Second, it takes a team effort. The response should include government at every level, the business community, medical professionals, academia, and every segment of society, from community organizations to religious leaders. Working with the University of Lagos, we trained physicians, nurses and other health care workers, as well as nonmedical personnel, and helped to mobilize local council leaders, faith communities and other organized groups.

Third, a consistent, unified message is essential. We helped Nigeria offer three training programs. For the nonmedical public, we presented basic facts about the disease itself and how best to protect against it. For health care providers, we provided more sophisticated information about the best methods to prevent transmission, care for patients and protection against acquiring the infection during care. For those in contact with patients, from cleaning crews to caregivers, we explained how best to use personal protective equipment. For every audience, it was essential to explain that persons are only contagious if they have symptoms of the Ebola virus, such as fever and vomiting.

For training the health care providers and educating the public, a consistent and authoritative message is indispensable.
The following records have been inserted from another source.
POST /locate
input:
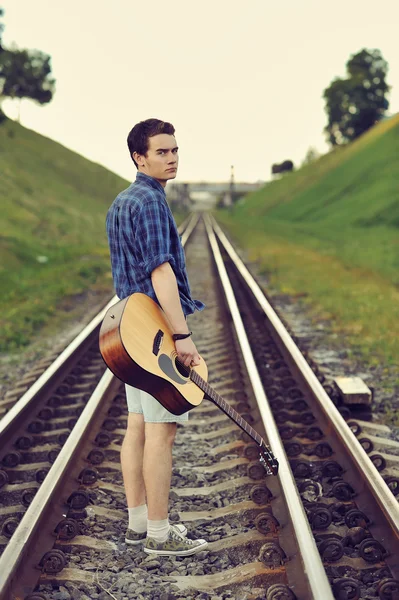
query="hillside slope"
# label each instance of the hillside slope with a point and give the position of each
(346, 204)
(53, 241)
(328, 234)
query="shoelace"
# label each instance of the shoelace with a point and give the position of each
(174, 534)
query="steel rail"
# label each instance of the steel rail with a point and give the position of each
(50, 373)
(28, 527)
(313, 567)
(361, 462)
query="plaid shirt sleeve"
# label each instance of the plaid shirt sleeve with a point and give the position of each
(152, 236)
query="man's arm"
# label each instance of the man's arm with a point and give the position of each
(165, 287)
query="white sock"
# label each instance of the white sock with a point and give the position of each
(158, 530)
(138, 518)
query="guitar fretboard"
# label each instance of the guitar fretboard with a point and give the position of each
(225, 406)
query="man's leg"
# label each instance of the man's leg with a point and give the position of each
(132, 460)
(157, 467)
(132, 468)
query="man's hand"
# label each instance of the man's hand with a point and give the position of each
(187, 352)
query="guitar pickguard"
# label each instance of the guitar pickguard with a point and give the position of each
(166, 365)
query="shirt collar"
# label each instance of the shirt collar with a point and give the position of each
(148, 180)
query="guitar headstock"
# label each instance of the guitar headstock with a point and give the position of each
(268, 460)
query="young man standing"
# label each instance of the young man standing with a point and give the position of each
(147, 256)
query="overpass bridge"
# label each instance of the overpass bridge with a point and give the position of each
(203, 194)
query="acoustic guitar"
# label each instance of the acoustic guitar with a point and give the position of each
(137, 346)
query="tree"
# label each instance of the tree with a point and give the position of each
(26, 74)
(355, 104)
(311, 155)
(286, 165)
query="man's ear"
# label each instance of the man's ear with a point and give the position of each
(138, 158)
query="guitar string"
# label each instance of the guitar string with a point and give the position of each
(205, 387)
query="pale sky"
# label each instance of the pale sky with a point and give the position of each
(242, 82)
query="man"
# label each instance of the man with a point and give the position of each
(147, 256)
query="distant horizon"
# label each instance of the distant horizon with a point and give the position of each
(244, 87)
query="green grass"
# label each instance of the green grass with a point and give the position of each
(54, 203)
(329, 233)
(53, 241)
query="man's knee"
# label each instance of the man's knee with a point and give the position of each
(135, 425)
(164, 433)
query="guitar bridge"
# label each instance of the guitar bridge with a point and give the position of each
(156, 346)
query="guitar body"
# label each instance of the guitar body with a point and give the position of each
(137, 345)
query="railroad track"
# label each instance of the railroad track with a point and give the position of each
(326, 528)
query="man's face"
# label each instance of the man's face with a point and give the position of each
(161, 160)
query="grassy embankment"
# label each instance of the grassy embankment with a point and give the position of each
(329, 234)
(54, 246)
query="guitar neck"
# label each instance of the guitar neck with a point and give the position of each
(225, 407)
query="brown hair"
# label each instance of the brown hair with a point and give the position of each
(137, 140)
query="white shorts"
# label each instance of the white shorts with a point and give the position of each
(143, 403)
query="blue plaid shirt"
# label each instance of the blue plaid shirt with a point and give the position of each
(142, 234)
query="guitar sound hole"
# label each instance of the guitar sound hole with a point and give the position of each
(184, 371)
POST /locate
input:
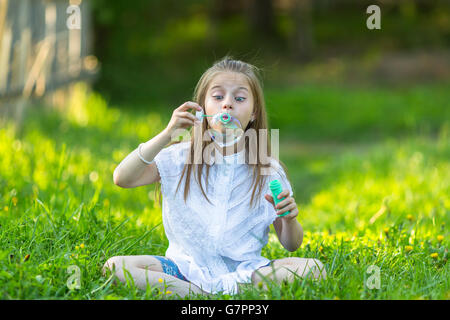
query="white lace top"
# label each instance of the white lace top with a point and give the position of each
(215, 246)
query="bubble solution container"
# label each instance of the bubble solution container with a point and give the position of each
(276, 189)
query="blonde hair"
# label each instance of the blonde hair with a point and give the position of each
(252, 74)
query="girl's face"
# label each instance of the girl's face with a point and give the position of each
(230, 92)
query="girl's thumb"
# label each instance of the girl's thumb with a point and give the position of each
(269, 198)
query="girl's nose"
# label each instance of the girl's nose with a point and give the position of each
(227, 107)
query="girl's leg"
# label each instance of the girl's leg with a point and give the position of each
(287, 269)
(145, 269)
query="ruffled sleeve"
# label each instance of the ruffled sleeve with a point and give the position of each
(170, 162)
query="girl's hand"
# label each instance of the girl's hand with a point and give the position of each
(181, 118)
(287, 204)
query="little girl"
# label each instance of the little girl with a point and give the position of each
(219, 224)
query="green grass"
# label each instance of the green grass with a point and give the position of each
(380, 199)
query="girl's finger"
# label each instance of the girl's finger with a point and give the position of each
(269, 198)
(292, 208)
(189, 105)
(283, 194)
(284, 203)
(187, 115)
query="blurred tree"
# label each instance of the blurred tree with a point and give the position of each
(302, 38)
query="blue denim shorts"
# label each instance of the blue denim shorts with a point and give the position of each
(169, 267)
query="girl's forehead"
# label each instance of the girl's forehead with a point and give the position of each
(229, 80)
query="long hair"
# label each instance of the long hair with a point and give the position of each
(252, 74)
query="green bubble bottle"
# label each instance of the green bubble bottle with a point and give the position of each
(275, 188)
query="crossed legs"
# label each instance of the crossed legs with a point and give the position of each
(287, 269)
(147, 269)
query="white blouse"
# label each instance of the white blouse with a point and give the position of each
(215, 246)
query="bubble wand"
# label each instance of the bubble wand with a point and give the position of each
(276, 189)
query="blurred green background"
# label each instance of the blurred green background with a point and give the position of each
(364, 119)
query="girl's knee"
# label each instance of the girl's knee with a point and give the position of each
(317, 269)
(305, 267)
(113, 263)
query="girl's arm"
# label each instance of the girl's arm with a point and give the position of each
(132, 171)
(289, 230)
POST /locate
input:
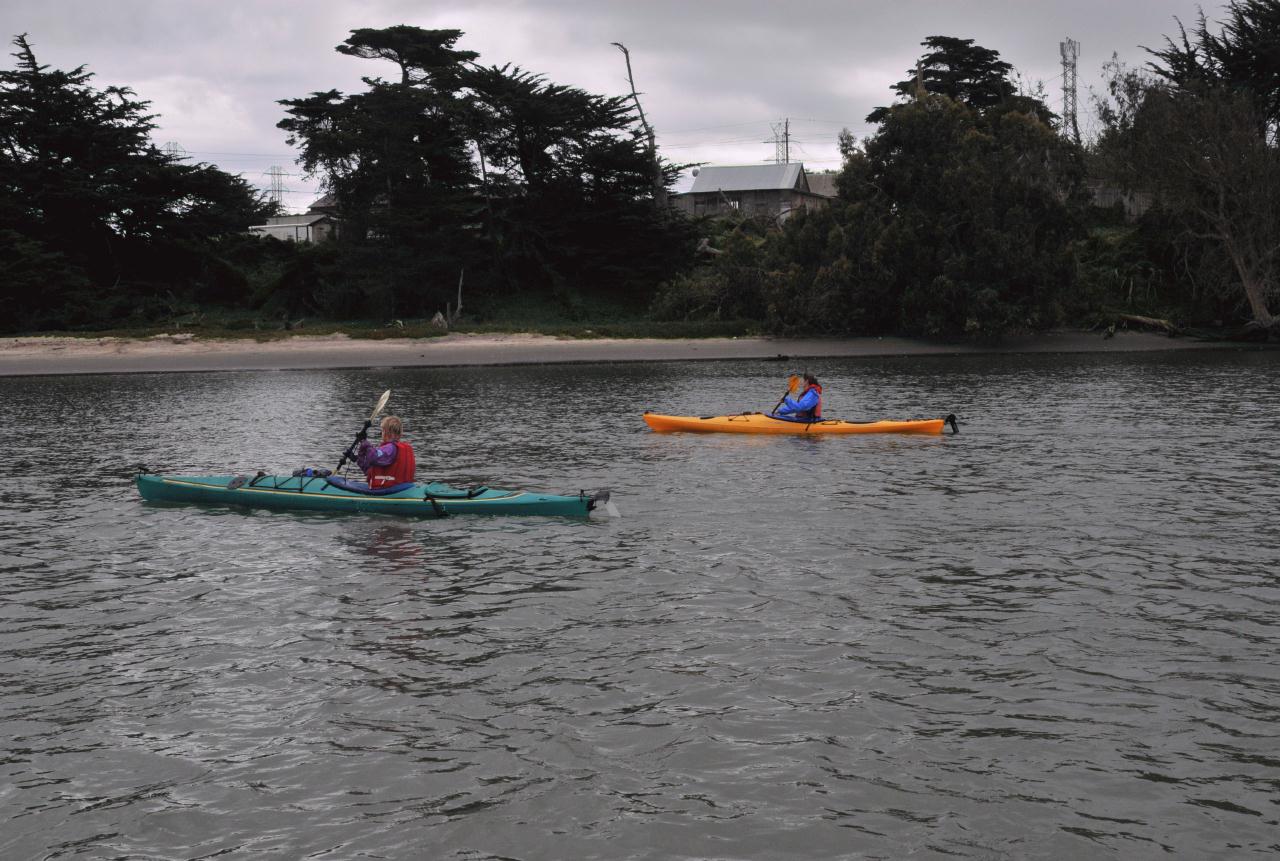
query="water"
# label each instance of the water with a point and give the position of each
(1051, 636)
Only by sharing accurate information can public health officials prevent panic and dispel myths and misunderstandings.

In Nigeria, public education countered commonly-held misunderstandings, such as the belief that salt water baths would protect people against Ebola.

Here in the United States, without a confident, coherent public education campaign, Americans lost confidence in public health authorities. With its continuous news cycle and its fixation on fright, the media did more to alarm than to inform, making it essential for health care authorities to convey accurate information.

Fourth, follow standardized procedures. The best practices for diagnosing, treating and containing Ebola must be the same in all 50 states. Communities need uniform protocols and designated health care facilities for treating Ebola so patients with other ailments will not be afraid to go to the hospital, and hospitals will not be afraid to admit new patients — a scenario that has sadly played out across the U.S.

Ebola’s three-week window of danger has now passed; the U.S. has defeated this disease. But other epidemics will emerge, some even more menacing. As Winston Churchill, and, more recently, Rahm Emanuel, said, “Never let a good crisis go to waste.” Now is the time for America to implement a plan for public health security that will standardize care, prevent confusion and, ultimately, keep citizens safe. Passing the President’s funding to combat Ebola is one step in the right direction.

Dr. Bobby Kapur, M.D., M.P.H., was the lead for the six-member team from Baylor College of Medicine in Houston, Texas that trained 1,500 health care providers and non-medical personnel in Nigeria about how to care for Ebola patients and contain the disease. He is the associate chief of emergency medicine at Baylor College of Medicine.